Missing child_counter from StreamWrapper?

Hello!

While using datapipes (torchdata 0.5.1) I ran into the following:

S3FileLoader feeds into a ZipArchiveLoader. There is an exception in line 71 of ZipArchiveLoader because children_counter is missing from the parent stream (the one that the S3 loader provides) If I add (before try/except)
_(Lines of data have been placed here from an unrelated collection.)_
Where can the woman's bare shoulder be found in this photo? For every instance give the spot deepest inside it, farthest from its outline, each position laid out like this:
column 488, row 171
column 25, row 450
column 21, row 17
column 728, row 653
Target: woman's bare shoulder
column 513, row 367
 data_stream.child_counter = 0

then everything runs as expected. Is this a bug?

Thanks!

  1. Can you try your code with TorchData 0.6.0?
  2. What does your DataPipe set up looks like? Is there a minimal, reproducible code snippet that you can provide?

Hello!

Yes → I will update to 0.6.0 after this experiment completes.
Yes → I will put together the snippet tomorrow.

Thanks!

Hello, this is the code that reproduces the problem

            for url, stream in S3FileLoader(IterableWrapper([f's3://{self.__bucket}/{self.__dataset}/zip/{archive}'])):
                if archive.lower().endswith('.zip'):
                    for name, doc in ZipArchiveLoader(IterableWrapper([('XXXX', stream)])):
                        yield name, doc

I hope this helps

I don’t think your code snippet is using TorchData in the intended pattern, can you try something like this?

dp = IterableWrapper([f's3://{self.__bucket}/{self.__dataset}/zip/{archive}'])
dp = dp.filter(_insert_filter_fn_here)  # Filter for ".zip"
dp = dp.load_files_by_s3()
dp = dp.load_from_zip()

This works. The attribute is in place now. Thanks!